Joseph Lai et Godfrey Ho utilisaient souvent les mêmes décors pour leurs films. Outre le parc de Kwoloon à Hong-Kong, ils appréciaient tout particulièrement le Sanjhi Resort de Taiwan. Ce complexe hôtelier futuriste construit en fibre de verre a été fermé depuis: les bâtiments étant trop fragiles pour supporter le climat venteux de la région.
Cela expliquerais tout : les accents idiots (qui ferait, sinon, parler le chef de la police de Hong-Kong avec un accent allemand?), le débit hésitant et les fautes de liaison. Je ne serais même pas étonné d'apprendre un jour que certains doubleurs n'étaient pas francophones et ont tout doublé en phonétique.
Quelques exemples:
Selon la loi qui veut que deux extrêmes se rejoignent toujours, de la même manière qu'un bon doublage transfigure un film, un mauvais peut rendre regardable un naveton insipide.
Si vous êtes un habitué des sites consacrés à la série Z, vous avez peut-être déjà vu l'extrait qui suit mais je ne pouvais consacrer un article à ce film sans vous le montrer.

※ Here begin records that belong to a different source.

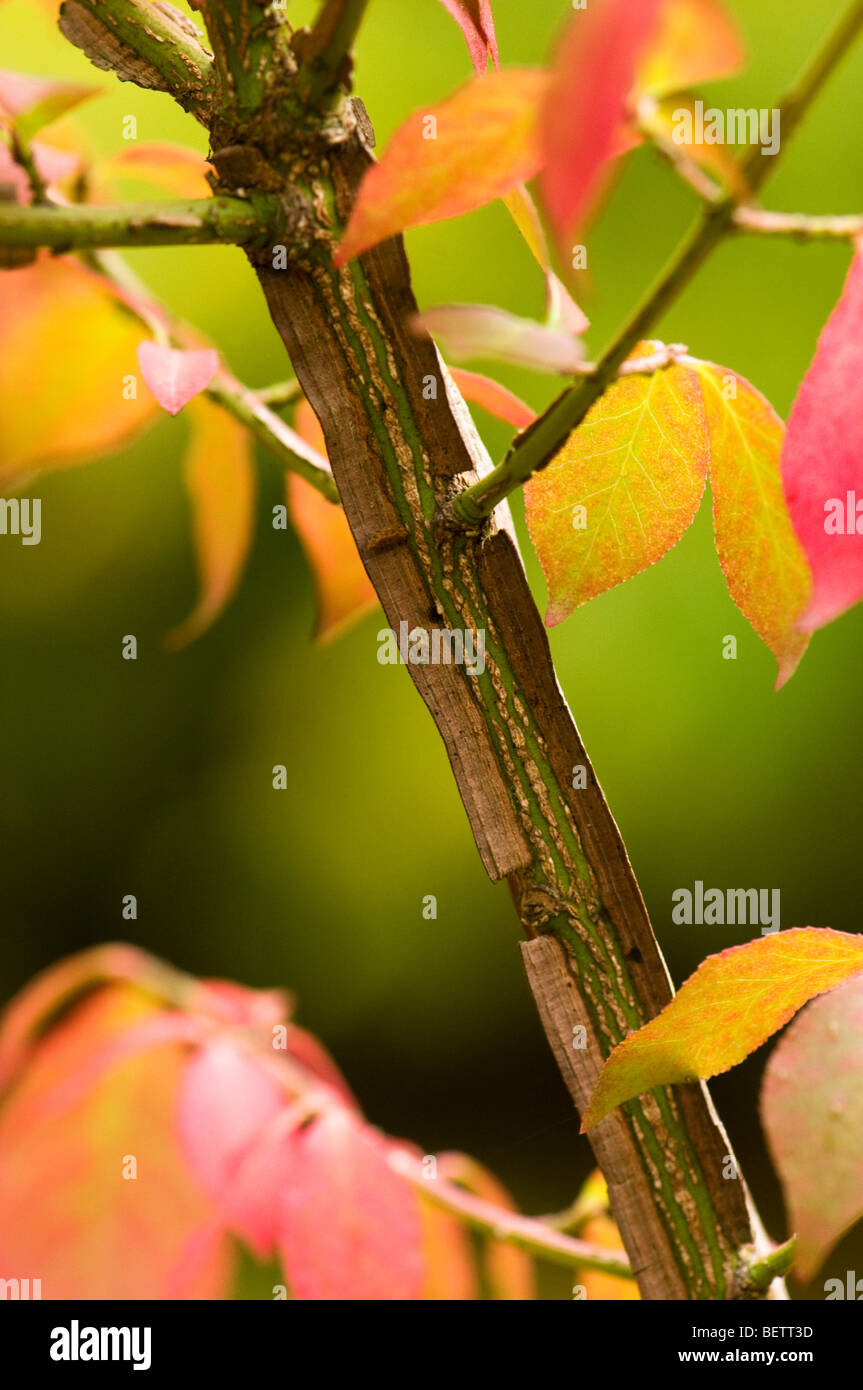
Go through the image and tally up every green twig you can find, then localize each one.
[81,252,339,503]
[392,1154,632,1279]
[452,0,863,527]
[207,375,339,503]
[254,377,303,410]
[299,0,368,104]
[734,207,863,242]
[0,197,271,252]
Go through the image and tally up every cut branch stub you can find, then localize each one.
[58,0,214,118]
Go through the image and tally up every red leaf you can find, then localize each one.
[636,0,745,97]
[176,1038,286,1217]
[0,986,229,1300]
[541,0,663,252]
[760,974,863,1273]
[450,367,536,430]
[0,70,103,140]
[335,68,548,265]
[138,342,218,416]
[279,1109,424,1301]
[441,0,500,72]
[782,247,863,632]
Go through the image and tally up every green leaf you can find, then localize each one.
[698,363,812,689]
[762,976,863,1278]
[524,343,707,627]
[581,927,863,1131]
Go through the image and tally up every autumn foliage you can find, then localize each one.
[0,0,863,1300]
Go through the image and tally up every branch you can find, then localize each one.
[207,375,339,503]
[452,0,863,528]
[82,252,339,503]
[299,0,368,104]
[196,0,283,125]
[58,0,214,120]
[734,207,863,242]
[389,1150,632,1279]
[254,377,303,410]
[0,197,272,252]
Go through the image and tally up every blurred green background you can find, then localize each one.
[0,0,863,1298]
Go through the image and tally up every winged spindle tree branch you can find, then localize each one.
[33,0,863,1300]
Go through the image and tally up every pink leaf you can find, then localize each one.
[413,304,584,375]
[541,0,661,252]
[163,394,256,652]
[279,1109,424,1301]
[782,247,863,632]
[335,68,549,265]
[441,0,500,72]
[138,342,218,416]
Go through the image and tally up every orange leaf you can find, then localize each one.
[0,259,157,484]
[335,68,548,265]
[581,927,863,1130]
[286,400,378,639]
[449,367,536,430]
[760,974,863,1273]
[279,1108,424,1301]
[90,140,213,199]
[524,343,707,627]
[438,1154,536,1302]
[0,986,229,1300]
[635,0,745,97]
[165,396,256,651]
[698,363,812,689]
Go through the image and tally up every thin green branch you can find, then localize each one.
[299,0,368,104]
[393,1155,632,1279]
[0,197,271,252]
[196,0,282,125]
[207,375,339,503]
[734,207,863,242]
[452,0,863,527]
[81,250,339,503]
[254,377,303,410]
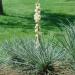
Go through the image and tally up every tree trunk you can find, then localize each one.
[0,0,3,15]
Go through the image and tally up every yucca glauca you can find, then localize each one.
[34,0,41,49]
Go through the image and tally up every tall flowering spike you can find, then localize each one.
[34,0,41,49]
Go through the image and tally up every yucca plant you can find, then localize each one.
[2,39,71,75]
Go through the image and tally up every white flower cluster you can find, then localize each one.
[34,2,41,48]
[34,3,41,23]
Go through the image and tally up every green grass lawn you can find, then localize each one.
[0,0,75,42]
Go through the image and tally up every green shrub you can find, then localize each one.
[2,39,72,75]
[58,19,75,70]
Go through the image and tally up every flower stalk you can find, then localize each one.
[34,0,41,49]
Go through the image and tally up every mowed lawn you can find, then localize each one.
[0,0,75,43]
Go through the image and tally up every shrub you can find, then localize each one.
[58,19,75,70]
[2,39,71,75]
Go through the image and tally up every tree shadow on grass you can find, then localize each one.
[42,11,75,30]
[0,11,75,30]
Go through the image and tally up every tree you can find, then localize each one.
[0,0,3,15]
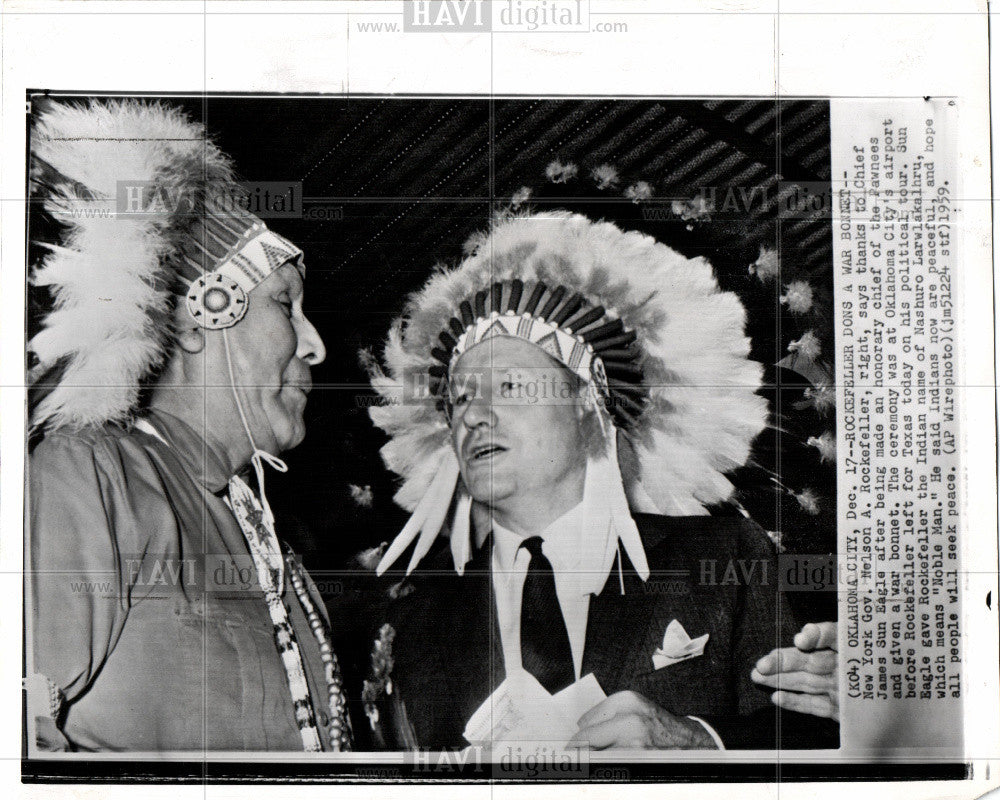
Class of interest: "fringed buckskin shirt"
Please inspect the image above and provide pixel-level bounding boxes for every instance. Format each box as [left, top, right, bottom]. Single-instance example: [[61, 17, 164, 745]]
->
[[27, 412, 329, 752]]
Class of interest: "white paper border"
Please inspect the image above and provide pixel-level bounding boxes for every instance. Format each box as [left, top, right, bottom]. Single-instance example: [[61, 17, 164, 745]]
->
[[0, 0, 1000, 799]]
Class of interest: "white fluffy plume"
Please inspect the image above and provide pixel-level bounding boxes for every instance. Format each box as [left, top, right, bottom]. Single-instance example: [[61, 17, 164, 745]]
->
[[371, 212, 768, 514], [29, 101, 233, 428]]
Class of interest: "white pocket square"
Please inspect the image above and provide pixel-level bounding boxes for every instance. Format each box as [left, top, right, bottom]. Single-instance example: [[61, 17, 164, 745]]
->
[[653, 620, 708, 669]]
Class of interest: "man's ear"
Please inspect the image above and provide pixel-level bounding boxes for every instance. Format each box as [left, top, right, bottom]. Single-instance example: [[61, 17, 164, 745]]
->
[[174, 301, 205, 354]]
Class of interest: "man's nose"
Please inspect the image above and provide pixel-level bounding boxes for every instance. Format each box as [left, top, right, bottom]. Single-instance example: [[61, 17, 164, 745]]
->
[[295, 316, 326, 367], [462, 396, 497, 430]]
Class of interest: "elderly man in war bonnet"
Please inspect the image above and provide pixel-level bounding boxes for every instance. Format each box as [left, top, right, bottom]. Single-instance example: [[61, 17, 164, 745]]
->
[[366, 212, 836, 749]]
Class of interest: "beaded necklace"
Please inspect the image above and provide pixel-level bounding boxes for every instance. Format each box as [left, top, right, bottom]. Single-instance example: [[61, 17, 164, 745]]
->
[[285, 544, 351, 752]]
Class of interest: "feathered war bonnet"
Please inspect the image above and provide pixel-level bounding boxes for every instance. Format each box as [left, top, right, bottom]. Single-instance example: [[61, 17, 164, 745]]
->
[[28, 100, 304, 438], [370, 211, 768, 570]]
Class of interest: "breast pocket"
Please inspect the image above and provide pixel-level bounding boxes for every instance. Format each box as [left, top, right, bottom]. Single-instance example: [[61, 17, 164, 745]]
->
[[632, 645, 736, 716]]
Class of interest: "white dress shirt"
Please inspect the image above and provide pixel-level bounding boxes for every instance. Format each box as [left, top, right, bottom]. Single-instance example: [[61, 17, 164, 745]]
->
[[493, 502, 617, 679], [480, 502, 726, 750]]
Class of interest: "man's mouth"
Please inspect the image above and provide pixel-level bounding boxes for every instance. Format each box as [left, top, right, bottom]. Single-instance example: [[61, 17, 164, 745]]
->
[[465, 442, 507, 464]]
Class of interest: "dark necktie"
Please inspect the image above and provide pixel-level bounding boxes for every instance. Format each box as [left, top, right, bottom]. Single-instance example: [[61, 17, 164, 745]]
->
[[521, 536, 575, 694]]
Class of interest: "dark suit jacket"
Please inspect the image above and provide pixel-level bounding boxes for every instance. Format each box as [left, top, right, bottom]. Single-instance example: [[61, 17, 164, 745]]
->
[[368, 514, 837, 749]]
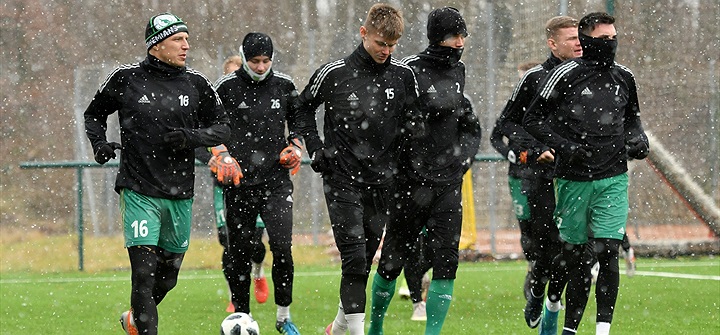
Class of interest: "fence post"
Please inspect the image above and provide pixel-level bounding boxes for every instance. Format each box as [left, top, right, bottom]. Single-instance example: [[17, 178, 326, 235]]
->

Pour vous situer un peu la chose, nous sommes dans les vingt dernières minutes du film. Le gang de Big Dad vient de trouver une bonne idée pour que Chin Yung lui foute la paix : ils viennent de tuer sa femme et sa gamine. N'importe qui vous dira que c'est effectivement infaillible : qui imaginerait que Chin Yung irait se venger ? Mais Chin Yung est avant tout un humain et il est normal que le spectateur assiste à une scène poignante sensée rappeler à tout le monde la terrible tragédie qu'il vient de vivre et à convaincre les derniers sceptiques que zigouiller une femme et une gosse ne sont pas des pratiques de gentleman, même quand elles sont doublées par la même personne.
Je dit bien « sensée » car quand le résultat vous rend hilare alors qu'il devait vous faire pleurer, je crois que l'on peut considérer que la cible est ratée.